The 2025 Primera B de Chile, also known as Liga de Ascenso Caixun 2025 due to sponsorship by electronics manufacturer Caixun, was the 71st season of the Primera B de Chile, Chile's second-tier football league. The regular season began on 21 February and ended on 2 November, with the second leg of the promotion play-off finals played as the final match of the season on 7 December 2025.

Universidad de Concepción were the champions, clinching their second Primera B title as well as promotion to the top flight with a 3–0 victory over Deportes Copiapó on 1 November, on the final matchday of the regular season. Deportes Concepción was the other team promoted to the Liga de Primera at the end of the season, after defeating Cobreloa in the promotion play-off finals.

== Format ==
The competition was played under the same format used in the most recent seasons, with a regular stage and a play-off tournament (known as Liguilla). In the regular season, the 16 participating teams played each other in a double round-robin tournament (once at home and once away) for a total of 30 matches, with the top team at the end of the 30 rounds winning the championship as well as promotion to the Liga de Primera for the following season. The teams placing from second to eighth place at the end of the regular season entered the Liguilla to decide the second promoted team, in which the regular season runners-up received a bye to the semi-finals. The team placing last at the end of the regular season was relegated to Segunda División Profesional.

== Teams ==

The tournament was played by 16 teams, 13 of them returning from the previous season, two relegated from the 2024 Campeonato Nacional (Cobreloa and Deportes Copiapó), and the 2024 Segunda División Profesional champions Deportes Concepción, who returned to the second tier after nine years following their disaffiliation from the ANFP in 2016. These teams replaced Deportes La Serena and Deportes Limache, who were promoted to the 2025 Liga de Primera, as well as Barnechea, relegated to Segunda División for this season.

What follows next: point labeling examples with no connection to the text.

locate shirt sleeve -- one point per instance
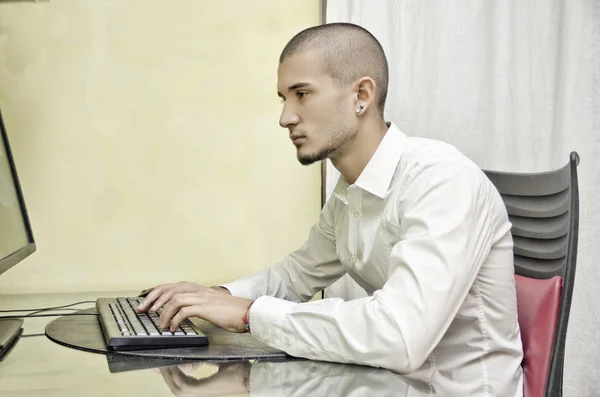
(447, 226)
(309, 269)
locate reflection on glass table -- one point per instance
(263, 378)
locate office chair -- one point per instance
(544, 211)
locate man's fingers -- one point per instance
(179, 303)
(152, 296)
(182, 314)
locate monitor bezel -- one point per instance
(22, 253)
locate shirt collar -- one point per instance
(378, 174)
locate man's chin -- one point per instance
(308, 159)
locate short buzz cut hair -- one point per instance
(348, 51)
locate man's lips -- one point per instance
(297, 138)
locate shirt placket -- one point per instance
(354, 216)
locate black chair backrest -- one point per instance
(544, 211)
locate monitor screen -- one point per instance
(16, 237)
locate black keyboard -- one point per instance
(126, 329)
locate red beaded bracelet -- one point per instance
(246, 318)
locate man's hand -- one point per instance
(183, 300)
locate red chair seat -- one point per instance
(538, 305)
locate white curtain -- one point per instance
(516, 86)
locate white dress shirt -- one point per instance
(427, 236)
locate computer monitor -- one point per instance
(16, 236)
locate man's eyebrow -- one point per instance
(294, 87)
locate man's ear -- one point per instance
(365, 94)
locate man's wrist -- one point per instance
(246, 319)
(221, 289)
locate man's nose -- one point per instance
(288, 117)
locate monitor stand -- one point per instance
(10, 332)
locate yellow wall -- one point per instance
(146, 139)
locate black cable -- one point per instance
(30, 335)
(51, 315)
(45, 308)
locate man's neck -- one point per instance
(360, 150)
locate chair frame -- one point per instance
(554, 378)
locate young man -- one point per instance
(413, 221)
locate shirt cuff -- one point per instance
(266, 319)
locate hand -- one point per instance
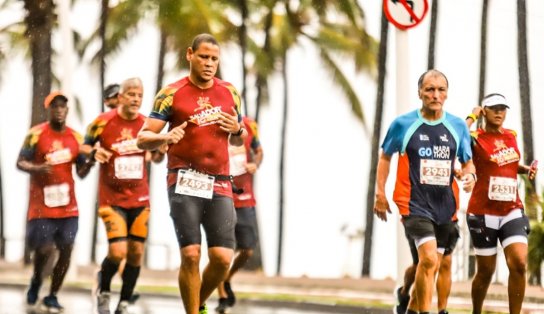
(229, 123)
(469, 180)
(102, 155)
(176, 134)
(531, 173)
(251, 167)
(381, 207)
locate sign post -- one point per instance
(403, 14)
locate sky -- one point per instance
(328, 150)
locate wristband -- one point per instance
(92, 155)
(472, 116)
(240, 131)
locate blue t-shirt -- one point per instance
(425, 184)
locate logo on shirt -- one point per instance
(58, 154)
(437, 152)
(207, 115)
(126, 143)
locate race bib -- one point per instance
(435, 172)
(502, 189)
(59, 156)
(131, 167)
(56, 195)
(238, 160)
(195, 184)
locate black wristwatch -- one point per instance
(239, 131)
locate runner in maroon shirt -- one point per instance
(123, 191)
(495, 211)
(203, 113)
(244, 161)
(49, 151)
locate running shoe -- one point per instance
(231, 298)
(402, 301)
(122, 308)
(223, 306)
(32, 293)
(51, 304)
(103, 302)
(203, 309)
(134, 297)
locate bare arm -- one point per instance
(150, 138)
(381, 205)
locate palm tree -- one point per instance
(526, 119)
(343, 36)
(432, 35)
(39, 27)
(483, 50)
(376, 133)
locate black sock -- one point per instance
(108, 270)
(130, 275)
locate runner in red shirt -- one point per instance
(49, 151)
(244, 162)
(495, 211)
(204, 116)
(123, 191)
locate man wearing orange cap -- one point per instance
(48, 153)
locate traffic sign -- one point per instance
(405, 14)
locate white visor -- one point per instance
(494, 101)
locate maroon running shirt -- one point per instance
(123, 180)
(204, 147)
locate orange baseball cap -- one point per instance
(49, 99)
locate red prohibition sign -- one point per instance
(405, 14)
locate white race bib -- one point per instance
(435, 172)
(56, 195)
(130, 167)
(502, 189)
(195, 184)
(238, 160)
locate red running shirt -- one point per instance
(239, 157)
(496, 158)
(52, 195)
(204, 147)
(123, 180)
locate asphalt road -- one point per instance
(12, 301)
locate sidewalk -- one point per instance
(251, 285)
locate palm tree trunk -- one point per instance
(376, 132)
(282, 161)
(39, 22)
(526, 121)
(39, 25)
(483, 50)
(162, 55)
(432, 35)
(261, 78)
(242, 35)
(102, 55)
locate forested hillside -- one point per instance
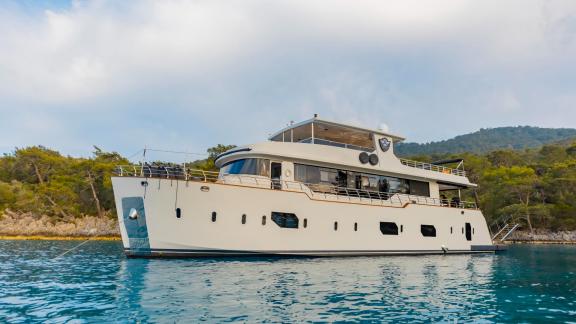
(487, 140)
(538, 186)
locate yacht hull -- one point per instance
(218, 219)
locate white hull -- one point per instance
(158, 232)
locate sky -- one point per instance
(187, 75)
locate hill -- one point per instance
(490, 139)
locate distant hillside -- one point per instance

Deportes Concepción's promotion to Primera B was only confirmed on 31 January 2025, after a ruling by the Second Chamber of the Disciplinary Court upheld a three-point deduction for Deportes Melipilla in the 2024 Segunda División Profesional standings, leaving Deportes Concepción as Segunda División champions. Deportes Concepción were ratified as champions by the ANFP on 4 February, greenliting the club's participation in the competition.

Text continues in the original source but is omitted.